Hypothesis Testing

Workshop 6

For the rest of this course, we’ll be working with data from the U.S. Census Current Population Survey (CPS).

Aims:

Understanding:
- Confidence Intervals
- Hypothesis Testing
  1. Stating the Null and Alternative Hypotheses
  2. Selecting a Critical Value
  3. Calculating the Test Statistic
  4. Making a Decision

Getting Started

We will be following on from the analysis we conducted in Workshop 5 (Distributions and Basic Statistics). We visually explored differences in the income levels between different groups of people in the US census.

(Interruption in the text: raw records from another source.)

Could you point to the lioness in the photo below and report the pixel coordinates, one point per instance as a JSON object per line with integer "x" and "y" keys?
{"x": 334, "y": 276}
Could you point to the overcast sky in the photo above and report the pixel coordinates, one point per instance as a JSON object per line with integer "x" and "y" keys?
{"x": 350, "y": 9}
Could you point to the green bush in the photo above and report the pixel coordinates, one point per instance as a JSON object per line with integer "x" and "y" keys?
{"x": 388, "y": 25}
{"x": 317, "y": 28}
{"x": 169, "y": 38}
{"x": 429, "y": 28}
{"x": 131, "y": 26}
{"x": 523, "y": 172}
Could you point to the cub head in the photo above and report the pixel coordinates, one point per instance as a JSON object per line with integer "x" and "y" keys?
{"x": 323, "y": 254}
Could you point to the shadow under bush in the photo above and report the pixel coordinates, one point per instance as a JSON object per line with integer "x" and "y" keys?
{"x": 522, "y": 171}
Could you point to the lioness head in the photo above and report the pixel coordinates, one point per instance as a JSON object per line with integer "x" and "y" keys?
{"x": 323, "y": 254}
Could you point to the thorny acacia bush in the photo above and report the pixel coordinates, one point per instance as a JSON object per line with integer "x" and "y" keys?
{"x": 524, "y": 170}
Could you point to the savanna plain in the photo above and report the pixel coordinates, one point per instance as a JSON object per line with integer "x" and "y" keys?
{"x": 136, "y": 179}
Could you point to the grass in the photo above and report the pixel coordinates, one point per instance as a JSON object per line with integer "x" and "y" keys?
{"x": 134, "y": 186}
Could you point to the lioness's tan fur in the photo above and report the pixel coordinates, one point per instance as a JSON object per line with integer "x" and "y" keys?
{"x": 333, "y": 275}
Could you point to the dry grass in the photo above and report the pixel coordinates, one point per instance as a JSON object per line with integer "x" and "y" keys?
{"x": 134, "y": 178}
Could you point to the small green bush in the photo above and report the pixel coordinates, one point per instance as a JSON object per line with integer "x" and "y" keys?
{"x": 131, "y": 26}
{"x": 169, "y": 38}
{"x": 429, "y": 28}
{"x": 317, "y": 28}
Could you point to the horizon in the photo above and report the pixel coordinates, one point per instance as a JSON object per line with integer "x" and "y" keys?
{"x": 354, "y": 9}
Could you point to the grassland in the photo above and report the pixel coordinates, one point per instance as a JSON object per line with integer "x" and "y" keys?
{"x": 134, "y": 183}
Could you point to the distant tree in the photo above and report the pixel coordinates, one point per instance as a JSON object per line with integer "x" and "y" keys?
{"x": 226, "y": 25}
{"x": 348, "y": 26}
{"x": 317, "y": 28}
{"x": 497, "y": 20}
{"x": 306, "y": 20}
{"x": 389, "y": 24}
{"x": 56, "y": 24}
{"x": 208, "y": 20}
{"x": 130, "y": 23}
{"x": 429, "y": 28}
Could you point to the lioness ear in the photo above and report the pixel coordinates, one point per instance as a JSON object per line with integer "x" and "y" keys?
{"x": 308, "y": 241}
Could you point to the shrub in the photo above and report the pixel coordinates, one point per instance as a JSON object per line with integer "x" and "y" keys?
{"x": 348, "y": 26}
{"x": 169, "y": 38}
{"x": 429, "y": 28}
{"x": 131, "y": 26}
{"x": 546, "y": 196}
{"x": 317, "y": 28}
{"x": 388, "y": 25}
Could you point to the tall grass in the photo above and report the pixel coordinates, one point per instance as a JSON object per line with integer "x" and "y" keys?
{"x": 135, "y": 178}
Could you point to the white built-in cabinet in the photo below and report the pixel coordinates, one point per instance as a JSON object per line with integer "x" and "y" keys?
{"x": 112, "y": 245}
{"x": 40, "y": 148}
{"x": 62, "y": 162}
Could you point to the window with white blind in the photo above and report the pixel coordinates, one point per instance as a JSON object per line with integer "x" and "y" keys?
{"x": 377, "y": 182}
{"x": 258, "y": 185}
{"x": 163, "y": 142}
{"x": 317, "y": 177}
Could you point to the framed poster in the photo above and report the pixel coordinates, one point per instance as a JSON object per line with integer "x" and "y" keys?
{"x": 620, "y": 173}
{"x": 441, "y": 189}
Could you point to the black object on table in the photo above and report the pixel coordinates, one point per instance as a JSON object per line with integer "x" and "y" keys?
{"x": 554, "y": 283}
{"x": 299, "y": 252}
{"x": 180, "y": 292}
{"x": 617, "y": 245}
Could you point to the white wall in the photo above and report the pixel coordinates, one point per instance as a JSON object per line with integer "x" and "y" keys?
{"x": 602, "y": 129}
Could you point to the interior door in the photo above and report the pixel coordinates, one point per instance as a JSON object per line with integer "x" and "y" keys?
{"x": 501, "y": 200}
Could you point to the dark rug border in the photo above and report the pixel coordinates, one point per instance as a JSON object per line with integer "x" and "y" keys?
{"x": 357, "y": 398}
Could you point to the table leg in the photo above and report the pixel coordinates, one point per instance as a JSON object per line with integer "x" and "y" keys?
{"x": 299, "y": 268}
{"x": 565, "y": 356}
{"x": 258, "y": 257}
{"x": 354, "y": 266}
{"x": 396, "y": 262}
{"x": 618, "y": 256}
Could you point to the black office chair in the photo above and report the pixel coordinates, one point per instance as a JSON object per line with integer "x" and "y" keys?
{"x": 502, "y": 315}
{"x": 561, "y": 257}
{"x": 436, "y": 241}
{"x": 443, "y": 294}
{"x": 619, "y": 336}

Now, we are going to conduct hypothesis testing to see if those differences are statistically significant.

#This tells python to draw the graphs "inline" - in the notebook
%matplotlib inline  
import matplotlib.pyplot as plt
from scipy.stats import norm
import statistics
import seaborn as sns

import pylab
import pandas as pd
import numpy as np
# make the plots (graphs) a little wider by default
pylab.rcParams['figure.figsize'] = (10., 8.)
sns.set(font_scale=1.5)
sns.set_style("white")

df=pd.read_csv('https://storage.googleapis.com/qm2/wk7/cps.csv')
df['race']=df['race'].astype('category')
df['income']=df['incwage']/1000
df=df[df['income']<200]
df=df[df['year']==2013] # filter the dataframe to only contain 2013 data
df.head()

	year	state	age	sex	race	sch	ind	union	incwage	realhrwage	occupation	income
20	2013	50	62	1	1	14.0	8090	1.0	57000.0	23.889143	.	57.0
32	2013	39	59	1	1	13.0	9590	0.0	62000.0	29.726475	Consruction, Extraction, Installation	62.0
34	2013	44	44	1	3	12.0	7290	0.0	45000.0	20.745834	.	45.0
36	2013	12	41	1	1	12.0	7070	1.0	28000.0	12.293828	Managers	28.0
37	2013	33	35	1	1	12.0	770	0.0	42500.0	20.377020	Transportation and materials moving	42.5

This is once again the U.S. census data from Week 5. As a reminder, our dataframe has 10 columns:

year: Survey year
age: the person’s age
sex: the person’s sex
- 1=male
- 2=female
race: the person’s race
- White non hispanic=1
- Black non hispanic=2
- Hispanic=3
- Other non hispanic=4)
sch: Educational attainment
- None = 0,
- Grades 1-12 = 1-12
- Some University = 13,
- Associate’s degree = 14,
- BA = 16
- Advanced Degree = 18
union: Union membership
- N/A = 0,
- No union coverage = 1,
- Member of labor union=2,
- Covered by union but not a member=3
incwage: Wage and salary income
realhrwage: Real Hourly Wage
occupation: Occupation
ind: industry code

Confidence Intervals

So far in this workshop, we’ve had the luxury of being able to draw many random samples and plot the distributions of their sample means to infer the population mean. The Central Limit Theorem lets us assume that these sample means are normally distributed, and consequently that there is a 95.45% chance that the population mean within two standard errors of the sample mean. This allows us to make inferences on the basis of a single sample. The standard error is the

Sample Standard Deviation

\[\huge s = \sqrt{\frac{1}{n-1} \sum_{i=1}^n (x_i - \overline{x})^2}\]

Standard Error

\[\huge se = \frac{s}{\sqrt{n}}\]

Given a large enough sample \(x\), we can build a 95% confidence interval as follows:

\[ \huge 95\% CI = \overline{x} \pm (1.96 \times se)\]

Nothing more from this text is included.